‘Firstism’ doesn’t conflict with globalism. Here’s why

RASHMEE ROSHAN LALL September 20, 2019

Dani Rodrik, Harvard professor of international political economy, has suggested something one might scarcely believe to be possible: The rich world can emphasize domestic equity without being harmful to the global poor.

How? Isn’t that what the so-called people’s politics was about?

Weren’t Donald Trump, the Brexit brigade, Marine Le Pen, and suchlike, supposed to be about a kind of “Firstism” that leaves little room to care about unfortunates in other parts of the world?

Yes, but it needn’t be that way, argues the Professor.

First things first. He says that it’s important to understand that “a poor person in a rich country is more than twice as well off as a rich person in a poor country.”

Once this is clear, so is “the importance of income differences across countries, relative to inequalities within countries.”

The Professor notes that before the Industrial Revolution, global inequality derived almost exclusively from inequality within countries. But as the West developed, the world economy underwent a “great divergence” between the industrial core and the primary-goods-producing periphery and global inequality started to be measured more by income gaps between rich and poor countries.

Then, from the late 1980s, China and other poor countries began to grow faster than the rich world. “For the first time in history, the typical developing-country resident was getting richer at a faster pace than his or her counterparts in Europe and North America.”

Add to that the fact that inequalities began to increase in many advanced economies.

In the US, where labour markets are well regulated and social protections are weak, inequality has risen so sharply that, the Professor writes, “it is no longer clear that the standard of living of the American ‘poor’ is higher than that of the ‘rich’ in the poorest countries.”

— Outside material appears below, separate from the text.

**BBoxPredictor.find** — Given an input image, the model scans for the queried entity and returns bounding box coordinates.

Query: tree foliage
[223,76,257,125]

He cites an unpublished paper by Lucas Chancel of the Paris School of Economics, which is based on data from the World Inequality Database. The paper estimates that as much as three-quarters of current global inequality may be due to within-country inequality. This may be the highest level since the late nineteenth century.

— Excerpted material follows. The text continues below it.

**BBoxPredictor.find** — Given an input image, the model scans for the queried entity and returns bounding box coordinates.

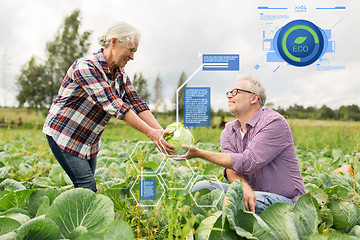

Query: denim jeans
[46,135,97,192]
[192,180,294,214]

If correct, says Professor Rodrik, the world needs to rethink its focus. It’s no longer possible to ignore low incomes in rich countries and simply continue to argue for globalisation. That said, he insists, “Economic policies that lift incomes at the bottom of the labour market and diminish economic insecurity are good both for domestic equity and for the maintenance of a healthy world economy that provides poor economies a chance to develop.”